Kyle Stark wrote: I have established that what we do to animals is wrong. There is no argument there. I'm trying to say that we should use the resources we are given once their lives have run out, if it can be done.
If it can be done then I would be much less opposed to it. If they were given the ability to completely live out their natural lives and we gathered up the remains for some human use then I wouldn't see a problem with that (but it doesn't sound very economical does it? Which is why I don't think it'd happen) I still wouldn't wear it because after "seeing the light" the thought of wearing dead animal skin grosses me out. However if it was made out of the remains of content animals who lived their lives out then it would be a case of personal choice, when now it is not.
Kyle Stark wrote:For thousands of years man has killed and consumed beasts. Why should this suddenly be viewed as immoral? We are farther away from the time of the documentation of morals than anyone who killed beasts and ate them years ago. Nearly every human being has a conscience, and why do we now see this as wrong? I highly doubt that man's conscience has grown stronger throughout history. Look at the world around you and tell me that it has done anything but become laxed.
There's no way I can answer this because I honestly do not know what people were thinking back then. But I DO think that our conscience has grown, though not very much I'll agree. Thousands of years ago it was legal to behead your wife if she was suspected of adultery, as well as kill other human beings for sport (gladiators), not so long ago it was legal to own and beat "your" slaves, and then women were given the right to vote, and we still haven't even given gay people the right to get married. We have grown at least in terms of our treatment to other humans, but we have far to go in spreading that compassion to other animals.

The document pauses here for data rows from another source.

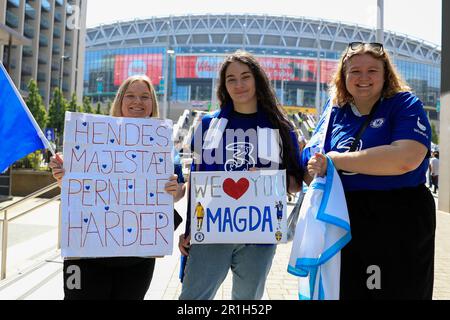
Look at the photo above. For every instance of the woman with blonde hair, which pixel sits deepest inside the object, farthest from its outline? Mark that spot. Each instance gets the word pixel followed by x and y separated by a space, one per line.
pixel 120 278
pixel 378 137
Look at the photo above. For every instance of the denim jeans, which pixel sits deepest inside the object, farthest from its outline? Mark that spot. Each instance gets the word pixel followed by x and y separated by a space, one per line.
pixel 208 265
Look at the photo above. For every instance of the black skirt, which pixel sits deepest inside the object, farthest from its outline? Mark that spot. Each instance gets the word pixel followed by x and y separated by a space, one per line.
pixel 391 254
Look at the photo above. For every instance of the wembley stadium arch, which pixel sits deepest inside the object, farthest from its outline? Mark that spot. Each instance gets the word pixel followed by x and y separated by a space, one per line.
pixel 299 54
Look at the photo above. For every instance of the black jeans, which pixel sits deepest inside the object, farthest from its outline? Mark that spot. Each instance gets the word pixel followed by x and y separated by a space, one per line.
pixel 395 232
pixel 121 278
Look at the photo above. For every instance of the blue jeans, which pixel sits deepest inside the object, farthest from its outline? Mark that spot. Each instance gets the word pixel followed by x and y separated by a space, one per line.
pixel 208 265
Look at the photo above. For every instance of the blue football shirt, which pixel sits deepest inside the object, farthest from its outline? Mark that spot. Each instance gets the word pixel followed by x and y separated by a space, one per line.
pixel 400 117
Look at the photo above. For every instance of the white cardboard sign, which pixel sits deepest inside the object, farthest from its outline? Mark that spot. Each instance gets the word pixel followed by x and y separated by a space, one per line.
pixel 113 199
pixel 238 207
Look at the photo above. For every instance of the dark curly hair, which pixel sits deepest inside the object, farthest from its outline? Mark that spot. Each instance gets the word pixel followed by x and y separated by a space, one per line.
pixel 268 102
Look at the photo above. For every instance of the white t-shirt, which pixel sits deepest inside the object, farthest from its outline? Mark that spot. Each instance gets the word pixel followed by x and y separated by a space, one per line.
pixel 434 163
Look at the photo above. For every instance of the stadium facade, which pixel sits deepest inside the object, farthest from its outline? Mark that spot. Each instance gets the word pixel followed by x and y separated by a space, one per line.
pixel 299 55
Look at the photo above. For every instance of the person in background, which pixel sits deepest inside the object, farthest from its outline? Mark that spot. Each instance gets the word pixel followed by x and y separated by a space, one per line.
pixel 434 171
pixel 392 212
pixel 120 278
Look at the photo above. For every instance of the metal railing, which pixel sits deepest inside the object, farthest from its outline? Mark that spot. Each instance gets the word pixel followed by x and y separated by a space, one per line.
pixel 6 220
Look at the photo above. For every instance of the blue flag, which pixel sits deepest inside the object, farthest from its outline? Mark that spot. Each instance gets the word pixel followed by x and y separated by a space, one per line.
pixel 19 132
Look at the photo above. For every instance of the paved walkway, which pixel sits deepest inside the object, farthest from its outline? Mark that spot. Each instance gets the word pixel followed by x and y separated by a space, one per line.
pixel 35 267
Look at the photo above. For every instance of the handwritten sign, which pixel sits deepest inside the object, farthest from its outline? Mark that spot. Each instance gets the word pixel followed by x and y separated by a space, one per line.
pixel 113 198
pixel 238 207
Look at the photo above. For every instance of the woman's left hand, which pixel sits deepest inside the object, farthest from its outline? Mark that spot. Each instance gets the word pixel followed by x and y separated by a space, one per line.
pixel 172 186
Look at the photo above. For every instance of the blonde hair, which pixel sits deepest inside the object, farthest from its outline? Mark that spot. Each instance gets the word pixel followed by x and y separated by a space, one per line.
pixel 116 107
pixel 393 82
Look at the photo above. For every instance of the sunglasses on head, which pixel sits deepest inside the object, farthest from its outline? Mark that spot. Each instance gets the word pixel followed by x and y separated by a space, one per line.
pixel 376 46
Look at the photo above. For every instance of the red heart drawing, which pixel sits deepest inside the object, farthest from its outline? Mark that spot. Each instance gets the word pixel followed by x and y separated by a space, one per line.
pixel 235 189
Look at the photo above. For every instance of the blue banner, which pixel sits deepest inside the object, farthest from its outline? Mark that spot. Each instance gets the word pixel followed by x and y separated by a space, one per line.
pixel 19 133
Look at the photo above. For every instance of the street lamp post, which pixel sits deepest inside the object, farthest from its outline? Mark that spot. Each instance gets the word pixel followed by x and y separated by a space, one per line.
pixel 61 68
pixel 318 106
pixel 380 21
pixel 444 114
pixel 169 53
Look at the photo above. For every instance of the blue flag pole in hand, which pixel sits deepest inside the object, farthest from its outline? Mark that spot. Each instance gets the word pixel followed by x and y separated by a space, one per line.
pixel 19 132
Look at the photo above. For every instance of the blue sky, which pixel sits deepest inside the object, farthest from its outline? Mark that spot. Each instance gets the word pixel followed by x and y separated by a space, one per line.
pixel 417 18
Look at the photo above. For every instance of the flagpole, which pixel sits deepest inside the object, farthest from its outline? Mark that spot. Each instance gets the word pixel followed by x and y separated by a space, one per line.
pixel 30 116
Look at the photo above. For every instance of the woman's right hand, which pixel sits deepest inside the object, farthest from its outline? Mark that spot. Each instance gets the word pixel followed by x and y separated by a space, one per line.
pixel 56 164
pixel 184 244
pixel 317 165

Kyle Stark wrote:You said that animals use up their natural resources to survive, and we do it mainly for greed, also to survive. If you have ever watched the Discovery Channel for more than...I don't know ten minutes, you can not tell me that greed does not exist in the animal kingdom.I have watched lions pry food from the jaws of heiyenas, (spelling?) both who are trying to survive, and do it immediately after having finished his surviving meal. Is that not greed? He ate his "survival food", and then snatched the "survival food" from the clutches of another beast...Sounds like greed to me.
Have you ever had to fight for survival? Or been so hungry you didn't know if you'd make it to catch your next meal? They eat as much as they can as fast as they can because that IS part of their survival, they don't know when their next meal is going to be or if it'll even come at all. That's a far cry from the greed humans show which is what I am talking about.